III.  WTO加盟国の制裁より生じた損害

3. 1審裁判所の判決と考察

3.1. ECの違法行為より生じた損害の賠償責任

(1)

 ECの損害賠償責任を問う一連の訴えは争点を共通にするため、口頭弁論手続は共同で行われている[1]。また、判決はすべて20051214日に下されているが、同趣旨の理由に基づき、すべて棄却されている。判決文の構成および内容も大きく異ならないため、以下では、最初に提起されたFIAMM and FIAMM Technologies v. Council and Commission 判決に焦点を当て論じることにする。

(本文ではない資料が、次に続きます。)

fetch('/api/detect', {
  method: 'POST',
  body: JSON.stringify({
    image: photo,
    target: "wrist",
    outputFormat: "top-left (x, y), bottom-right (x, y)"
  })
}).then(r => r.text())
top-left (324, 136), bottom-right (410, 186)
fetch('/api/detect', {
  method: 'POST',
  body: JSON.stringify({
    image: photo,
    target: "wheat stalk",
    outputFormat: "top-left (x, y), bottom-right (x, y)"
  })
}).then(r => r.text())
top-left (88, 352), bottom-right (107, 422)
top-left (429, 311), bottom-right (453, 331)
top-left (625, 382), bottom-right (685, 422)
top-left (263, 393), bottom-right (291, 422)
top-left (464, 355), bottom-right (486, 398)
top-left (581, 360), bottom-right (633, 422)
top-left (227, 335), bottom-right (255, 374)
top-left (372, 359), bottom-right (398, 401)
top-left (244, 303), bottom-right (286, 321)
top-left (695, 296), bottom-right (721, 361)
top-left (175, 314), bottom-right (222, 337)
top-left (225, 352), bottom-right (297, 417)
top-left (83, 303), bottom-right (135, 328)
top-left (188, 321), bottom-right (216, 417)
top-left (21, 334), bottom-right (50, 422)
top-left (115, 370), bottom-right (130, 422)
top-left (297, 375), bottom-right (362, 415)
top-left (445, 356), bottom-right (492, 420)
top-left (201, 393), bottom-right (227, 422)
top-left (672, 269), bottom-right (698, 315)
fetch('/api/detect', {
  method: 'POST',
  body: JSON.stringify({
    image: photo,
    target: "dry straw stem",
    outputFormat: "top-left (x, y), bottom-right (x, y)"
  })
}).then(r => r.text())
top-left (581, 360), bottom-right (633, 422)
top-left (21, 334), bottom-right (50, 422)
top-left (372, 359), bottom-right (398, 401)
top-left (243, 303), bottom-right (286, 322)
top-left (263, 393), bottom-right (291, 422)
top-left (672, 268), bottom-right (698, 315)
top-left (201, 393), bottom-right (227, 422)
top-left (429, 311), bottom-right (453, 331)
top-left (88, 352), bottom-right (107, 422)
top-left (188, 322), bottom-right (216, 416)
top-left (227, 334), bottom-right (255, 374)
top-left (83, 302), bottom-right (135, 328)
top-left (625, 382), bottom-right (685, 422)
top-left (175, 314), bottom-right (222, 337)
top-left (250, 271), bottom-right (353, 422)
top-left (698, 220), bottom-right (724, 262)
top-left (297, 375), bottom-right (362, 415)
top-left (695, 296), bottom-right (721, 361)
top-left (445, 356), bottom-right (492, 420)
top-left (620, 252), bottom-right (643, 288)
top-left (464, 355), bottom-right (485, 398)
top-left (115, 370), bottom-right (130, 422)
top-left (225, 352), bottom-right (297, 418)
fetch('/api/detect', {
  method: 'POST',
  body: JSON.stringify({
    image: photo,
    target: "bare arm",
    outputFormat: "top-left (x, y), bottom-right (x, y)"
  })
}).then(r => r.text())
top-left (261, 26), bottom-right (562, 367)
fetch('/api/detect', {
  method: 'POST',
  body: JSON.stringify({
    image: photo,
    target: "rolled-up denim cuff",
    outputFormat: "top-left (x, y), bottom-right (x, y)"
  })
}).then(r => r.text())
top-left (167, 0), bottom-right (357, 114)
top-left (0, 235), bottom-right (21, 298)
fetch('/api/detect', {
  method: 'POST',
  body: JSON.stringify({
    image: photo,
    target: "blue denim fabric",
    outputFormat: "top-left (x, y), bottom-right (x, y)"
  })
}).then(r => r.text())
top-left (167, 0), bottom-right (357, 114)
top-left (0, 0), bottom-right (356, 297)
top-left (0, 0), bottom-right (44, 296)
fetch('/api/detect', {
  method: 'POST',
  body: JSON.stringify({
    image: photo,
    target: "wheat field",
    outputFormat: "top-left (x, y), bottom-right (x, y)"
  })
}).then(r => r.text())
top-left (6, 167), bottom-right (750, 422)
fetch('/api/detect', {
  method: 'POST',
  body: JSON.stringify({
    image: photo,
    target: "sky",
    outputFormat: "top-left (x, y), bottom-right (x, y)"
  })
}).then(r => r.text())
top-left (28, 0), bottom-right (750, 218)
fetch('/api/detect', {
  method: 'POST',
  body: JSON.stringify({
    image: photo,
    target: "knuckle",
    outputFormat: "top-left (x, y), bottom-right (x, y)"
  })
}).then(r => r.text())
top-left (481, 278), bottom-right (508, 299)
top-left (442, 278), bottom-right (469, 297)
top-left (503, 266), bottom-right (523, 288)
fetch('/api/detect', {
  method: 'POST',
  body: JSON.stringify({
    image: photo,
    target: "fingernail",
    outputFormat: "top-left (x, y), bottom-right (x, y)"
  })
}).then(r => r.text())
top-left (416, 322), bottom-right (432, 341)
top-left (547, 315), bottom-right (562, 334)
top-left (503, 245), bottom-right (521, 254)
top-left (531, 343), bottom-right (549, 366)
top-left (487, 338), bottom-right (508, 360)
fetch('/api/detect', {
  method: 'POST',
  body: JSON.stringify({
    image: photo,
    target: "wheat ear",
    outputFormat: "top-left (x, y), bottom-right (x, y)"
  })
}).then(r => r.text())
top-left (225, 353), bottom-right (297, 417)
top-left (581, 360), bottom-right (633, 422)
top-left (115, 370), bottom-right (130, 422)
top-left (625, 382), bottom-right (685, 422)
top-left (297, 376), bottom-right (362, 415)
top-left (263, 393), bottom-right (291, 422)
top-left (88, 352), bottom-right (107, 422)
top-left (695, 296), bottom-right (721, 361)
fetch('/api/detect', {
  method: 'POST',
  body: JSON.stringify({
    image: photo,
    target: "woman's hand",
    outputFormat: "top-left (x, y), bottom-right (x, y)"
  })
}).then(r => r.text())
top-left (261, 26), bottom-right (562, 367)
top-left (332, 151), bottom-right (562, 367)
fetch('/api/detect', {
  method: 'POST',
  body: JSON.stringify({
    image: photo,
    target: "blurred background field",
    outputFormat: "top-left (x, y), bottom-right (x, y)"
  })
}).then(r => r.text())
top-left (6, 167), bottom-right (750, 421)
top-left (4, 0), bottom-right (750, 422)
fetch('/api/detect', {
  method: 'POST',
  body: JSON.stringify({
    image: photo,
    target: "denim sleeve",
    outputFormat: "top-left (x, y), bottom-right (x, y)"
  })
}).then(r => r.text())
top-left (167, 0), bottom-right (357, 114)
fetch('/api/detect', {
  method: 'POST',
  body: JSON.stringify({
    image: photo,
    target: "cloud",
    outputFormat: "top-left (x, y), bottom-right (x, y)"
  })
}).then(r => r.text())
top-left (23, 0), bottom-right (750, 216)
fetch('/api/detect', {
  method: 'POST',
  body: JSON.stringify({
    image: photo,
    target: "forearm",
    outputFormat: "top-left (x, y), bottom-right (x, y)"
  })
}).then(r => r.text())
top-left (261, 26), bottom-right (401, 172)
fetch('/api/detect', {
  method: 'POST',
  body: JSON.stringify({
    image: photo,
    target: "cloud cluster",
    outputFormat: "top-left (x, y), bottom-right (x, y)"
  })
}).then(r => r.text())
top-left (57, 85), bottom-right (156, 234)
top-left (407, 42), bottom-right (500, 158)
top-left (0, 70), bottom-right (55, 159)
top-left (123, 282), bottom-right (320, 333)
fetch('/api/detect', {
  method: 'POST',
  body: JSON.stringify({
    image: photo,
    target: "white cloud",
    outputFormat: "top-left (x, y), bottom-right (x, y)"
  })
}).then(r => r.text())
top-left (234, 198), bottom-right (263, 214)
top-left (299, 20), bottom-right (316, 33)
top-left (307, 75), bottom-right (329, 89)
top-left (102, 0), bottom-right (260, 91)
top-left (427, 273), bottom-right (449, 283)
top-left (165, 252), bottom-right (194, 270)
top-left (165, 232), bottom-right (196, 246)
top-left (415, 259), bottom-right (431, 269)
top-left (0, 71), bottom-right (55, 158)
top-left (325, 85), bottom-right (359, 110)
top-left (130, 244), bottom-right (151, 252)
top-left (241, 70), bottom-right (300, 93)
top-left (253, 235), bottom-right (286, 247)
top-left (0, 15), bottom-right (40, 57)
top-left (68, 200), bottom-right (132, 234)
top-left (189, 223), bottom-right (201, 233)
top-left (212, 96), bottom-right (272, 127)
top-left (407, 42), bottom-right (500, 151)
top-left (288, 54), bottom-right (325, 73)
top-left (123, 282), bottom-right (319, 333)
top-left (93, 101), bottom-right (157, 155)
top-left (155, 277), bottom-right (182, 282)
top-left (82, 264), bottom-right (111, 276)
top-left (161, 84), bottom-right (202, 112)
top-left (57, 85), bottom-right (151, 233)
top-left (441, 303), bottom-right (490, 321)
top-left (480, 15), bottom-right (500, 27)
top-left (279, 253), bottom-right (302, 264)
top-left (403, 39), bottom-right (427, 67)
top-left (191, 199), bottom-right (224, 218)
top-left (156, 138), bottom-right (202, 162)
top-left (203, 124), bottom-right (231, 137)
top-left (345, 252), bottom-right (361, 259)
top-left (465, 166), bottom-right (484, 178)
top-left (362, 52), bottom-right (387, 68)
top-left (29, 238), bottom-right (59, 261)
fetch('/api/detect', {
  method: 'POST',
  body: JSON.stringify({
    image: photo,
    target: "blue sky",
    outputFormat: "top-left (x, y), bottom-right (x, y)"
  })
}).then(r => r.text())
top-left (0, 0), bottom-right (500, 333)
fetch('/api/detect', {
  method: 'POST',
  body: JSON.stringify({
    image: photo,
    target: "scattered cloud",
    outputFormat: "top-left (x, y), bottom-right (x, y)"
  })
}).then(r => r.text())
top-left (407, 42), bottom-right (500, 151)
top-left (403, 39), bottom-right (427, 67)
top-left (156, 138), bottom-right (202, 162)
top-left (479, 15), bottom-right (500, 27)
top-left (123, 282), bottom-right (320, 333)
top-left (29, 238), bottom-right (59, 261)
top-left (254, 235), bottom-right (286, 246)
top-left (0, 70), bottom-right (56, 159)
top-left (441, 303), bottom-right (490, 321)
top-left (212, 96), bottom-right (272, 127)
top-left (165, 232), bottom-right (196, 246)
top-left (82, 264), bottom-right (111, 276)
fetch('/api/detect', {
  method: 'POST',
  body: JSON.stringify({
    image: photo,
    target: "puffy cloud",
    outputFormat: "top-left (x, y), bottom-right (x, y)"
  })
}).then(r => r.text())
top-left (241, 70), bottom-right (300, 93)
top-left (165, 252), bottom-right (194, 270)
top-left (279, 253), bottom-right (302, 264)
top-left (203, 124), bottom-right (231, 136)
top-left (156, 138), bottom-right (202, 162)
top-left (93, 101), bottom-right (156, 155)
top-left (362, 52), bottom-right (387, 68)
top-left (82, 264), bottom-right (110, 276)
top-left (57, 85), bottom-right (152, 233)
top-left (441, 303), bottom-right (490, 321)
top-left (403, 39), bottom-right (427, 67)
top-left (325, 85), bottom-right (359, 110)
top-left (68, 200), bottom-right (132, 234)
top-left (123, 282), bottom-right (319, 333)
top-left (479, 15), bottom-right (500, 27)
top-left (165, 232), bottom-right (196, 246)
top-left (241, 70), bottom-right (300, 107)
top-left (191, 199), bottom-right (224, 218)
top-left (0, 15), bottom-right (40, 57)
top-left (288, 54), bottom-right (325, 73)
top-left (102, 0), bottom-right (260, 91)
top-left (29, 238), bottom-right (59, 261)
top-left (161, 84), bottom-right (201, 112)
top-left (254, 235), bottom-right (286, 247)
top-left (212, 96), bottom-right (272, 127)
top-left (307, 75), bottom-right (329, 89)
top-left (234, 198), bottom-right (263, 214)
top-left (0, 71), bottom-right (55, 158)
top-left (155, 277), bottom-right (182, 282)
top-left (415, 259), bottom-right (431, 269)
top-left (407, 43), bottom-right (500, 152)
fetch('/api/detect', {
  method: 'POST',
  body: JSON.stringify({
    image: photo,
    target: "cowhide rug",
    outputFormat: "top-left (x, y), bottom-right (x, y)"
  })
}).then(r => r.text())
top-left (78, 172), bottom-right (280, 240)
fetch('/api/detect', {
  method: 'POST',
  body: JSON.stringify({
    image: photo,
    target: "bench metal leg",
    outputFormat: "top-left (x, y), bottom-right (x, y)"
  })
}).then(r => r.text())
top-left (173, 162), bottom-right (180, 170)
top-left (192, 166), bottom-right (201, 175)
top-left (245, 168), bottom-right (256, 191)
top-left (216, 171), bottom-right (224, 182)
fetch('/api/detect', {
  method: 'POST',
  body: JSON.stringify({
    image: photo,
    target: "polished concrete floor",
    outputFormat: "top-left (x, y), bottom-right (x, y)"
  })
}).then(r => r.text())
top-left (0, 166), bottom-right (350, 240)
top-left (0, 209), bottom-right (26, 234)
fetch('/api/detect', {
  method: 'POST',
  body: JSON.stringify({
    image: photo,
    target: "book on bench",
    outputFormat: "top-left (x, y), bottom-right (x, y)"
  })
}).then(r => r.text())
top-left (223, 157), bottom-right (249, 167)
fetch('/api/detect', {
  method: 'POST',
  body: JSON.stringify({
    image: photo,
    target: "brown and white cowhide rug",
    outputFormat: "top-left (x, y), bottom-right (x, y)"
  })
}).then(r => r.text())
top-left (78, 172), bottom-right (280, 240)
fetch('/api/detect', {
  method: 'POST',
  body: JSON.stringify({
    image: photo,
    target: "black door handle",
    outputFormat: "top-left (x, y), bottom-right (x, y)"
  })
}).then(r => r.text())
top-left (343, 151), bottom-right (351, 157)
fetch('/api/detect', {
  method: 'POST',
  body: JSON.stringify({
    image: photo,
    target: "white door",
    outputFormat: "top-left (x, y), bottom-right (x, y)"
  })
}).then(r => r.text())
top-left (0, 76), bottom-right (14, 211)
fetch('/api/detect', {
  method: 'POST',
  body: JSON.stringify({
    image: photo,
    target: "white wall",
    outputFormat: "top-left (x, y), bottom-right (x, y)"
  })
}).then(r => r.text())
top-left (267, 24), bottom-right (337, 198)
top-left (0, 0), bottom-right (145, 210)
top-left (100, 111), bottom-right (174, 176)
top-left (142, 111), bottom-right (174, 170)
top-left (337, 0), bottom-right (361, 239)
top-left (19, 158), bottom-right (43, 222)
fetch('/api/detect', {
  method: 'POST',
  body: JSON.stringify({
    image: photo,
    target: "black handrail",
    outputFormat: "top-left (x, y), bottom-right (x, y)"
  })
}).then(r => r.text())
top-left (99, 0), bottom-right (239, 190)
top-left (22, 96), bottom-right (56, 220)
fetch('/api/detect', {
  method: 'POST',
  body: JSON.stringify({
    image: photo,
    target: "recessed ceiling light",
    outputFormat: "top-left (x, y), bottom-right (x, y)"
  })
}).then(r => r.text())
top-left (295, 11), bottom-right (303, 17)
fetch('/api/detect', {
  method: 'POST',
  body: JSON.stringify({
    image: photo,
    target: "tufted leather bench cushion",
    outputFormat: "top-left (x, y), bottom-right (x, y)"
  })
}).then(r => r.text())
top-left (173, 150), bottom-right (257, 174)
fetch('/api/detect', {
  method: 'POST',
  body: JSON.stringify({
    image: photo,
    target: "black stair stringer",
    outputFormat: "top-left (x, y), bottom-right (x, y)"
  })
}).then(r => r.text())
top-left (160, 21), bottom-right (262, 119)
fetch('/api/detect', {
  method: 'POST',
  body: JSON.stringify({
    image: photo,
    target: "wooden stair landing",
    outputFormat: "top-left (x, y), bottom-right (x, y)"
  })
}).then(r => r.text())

 ECの損害賠償責任の根拠条文であるEC条約第288条は、以下のように定めている。

 

The contractual liability of the Community shall be governed by the law applicable to the contract in question.

In the case of non-contractual liability, the Community shall, in accordance with the general principles common to the laws of the Member States, make good any damage caused by its institutions or by its servants in the performance of their duties.

 

 第1項がEC条約の適用より生じた損害の賠償責任について定めているのに対し、第2項はそれ以外のEC(国際機関であるECは、その諸機関を通じ行動するため、厳密にはその諸機関)の行為より生じた損害の賠償について規定する。例えば、ECの国際法違反(例えば、ECを拘束する国際条約の違反)より生じた損害の賠償については、第2項が適用される。DSBの勧告を受け、EC、より詳細には、EU理事会と欧州委員会がバナナ市場規則やその執行規則をWTO諸協定に適合するように改正する義務を怠ったことより生じた損害の賠償責任も、第2項の適用事例となるが、その要件に関し、同規定は、加盟国法に共通の諸原則に従うこと以外に何ら定めていない。詳細はEC裁判所の判例法を通し確立されてきたが、WTO諸協定違反に関するECの損害賠償責任について検討するに際し、第1審裁判所は、以下のように、判例法の中で発展してきた要件を挙げている[2]

 

   EC諸機関の行為が違法であること[3]

         実際に損害が生じていること

   諸機関の違法な行為と原告らが被った損害との間に直接的な因果関係が存在すること(つまり、ECの行為から直接的に損害が生じたこと)

 

なお、これらの要件の一つが満たされないことが確認されると、他の要件について検討するまでもなく、裁判所は請求を退けることができるが、詳しくは後述するように、本件では、すべての要件について審査されている。

 

(2) 因果関係ないし第1審裁判所の管轄権

ECの損害賠償責任について検討するに先立ち、第1審裁判所は自らの管轄権について検討している。これは、原告らの下に生じた損害は米国の報復に起因し、ECの行為より直接的に生じたものではないとし、被告である欧州委員会が第1審裁判所の管轄権に異議を述べたためである。つまり、この見解によれば、原告に損害を与えた米国の措置の適法性について、EC司法機関は審査しえないことになるが、この問題は、ECの行為と損害の間に因果関係が存在するかという観点から捉えることもできる。実際に、第1審裁判所は、ECの損害賠償責任の3つ目の要件、つまり、諸機関の行為と損害の因果関係について審査する必要があるため、自らの管轄権を肯定している。 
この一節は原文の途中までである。